Le consumérisme a largement pénétré la sphère de la citoyenneté, le plus souvent pour le pire avec des demandes extravagantes de toujours plus et d’insatisfaction chronique où la satisfaction immédiate et l’intérêt à courte vue d’individus à l’autonomie égocentrique l’emportent sur un comportement raisonnable.
Je m’en suis souvent inquiété et je m’en inquiète encore.
Sur le principe, on ne peut que se montrer critique sur ce phagocytage de la politique par les codes consuméristes.
Cependant, au lieu de refuser de manière stérile un mouvement qui semble se répandre inéluctablement, il vaut nettement mieux l’accompagner et l’encadrer afin de bloquer ses effets négatifs et ressortir ses points positifs.
Car, à y regarder de plus près, cet «entrisme» du consumérisme dans la politique n’est pas obligatoirement ce danger existentiel pour la démocratie républicaine qu’il semble à première vue.
Mais, pour cela il faut deux conditions impératives.
La première est l’absolue nécessité de la responsabilité du «consommateur» et cela passe par sa formation et son information qui lui permette d’utiliser son autonomie aux mieux de ses intérêts et de ceux de la communauté dans laquelle il vit.

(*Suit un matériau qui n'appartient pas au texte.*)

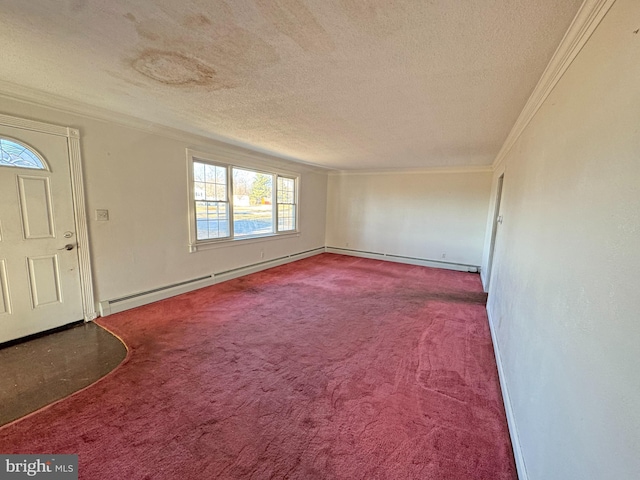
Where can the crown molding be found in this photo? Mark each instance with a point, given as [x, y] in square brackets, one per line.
[587, 19]
[197, 138]
[413, 171]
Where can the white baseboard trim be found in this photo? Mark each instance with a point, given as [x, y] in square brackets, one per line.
[506, 399]
[423, 262]
[109, 307]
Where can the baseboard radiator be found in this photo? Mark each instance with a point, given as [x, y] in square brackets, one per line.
[115, 305]
[424, 262]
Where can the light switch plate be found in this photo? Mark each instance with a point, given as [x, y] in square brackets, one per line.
[102, 215]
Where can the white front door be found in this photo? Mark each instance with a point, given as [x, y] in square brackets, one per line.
[40, 285]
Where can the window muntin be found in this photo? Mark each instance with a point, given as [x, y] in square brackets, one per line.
[211, 199]
[252, 203]
[286, 203]
[232, 202]
[17, 154]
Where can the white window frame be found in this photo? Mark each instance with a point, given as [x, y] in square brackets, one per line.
[229, 161]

La deuxième est que ce «marché» où vient faire ses emplettes le citoyen soit un lieu où l’on traque sans relâche les «produits» dangereux ou défectueux, la fraude et la publicité mensongère pour offrir réellement le meilleur choix et la meilleure qualité possibles.
Parce que s’il s’agit uniquement d’avoir le comportement d’une personne qui consomme sans frein et sans satiété, surtout sans se poser de questions sur les conséquences de ses choix, alors le consumérisme politique sera le cimetière de la démocratie.
Et si ce vaste marché de la démocratie ressemble comme deux gouttes d’eau à celui des biens, alors il sera également largement gangrené par des produits insécures ou inutiles qui auront un aspect des plus séduisants et seront promotionnés par une communication qui vendra du rêve et des paillettes mais qui causeront d’énormes dégâts et seront source de déception donc de mécontentement qui toucheront, certes les «produits» politiques mais également le «marché» de la démocratie avec une méfiance, voire une défiance, envers les valeurs, les principes et les règles sur lesquels elle repose et qui la font fonctionner.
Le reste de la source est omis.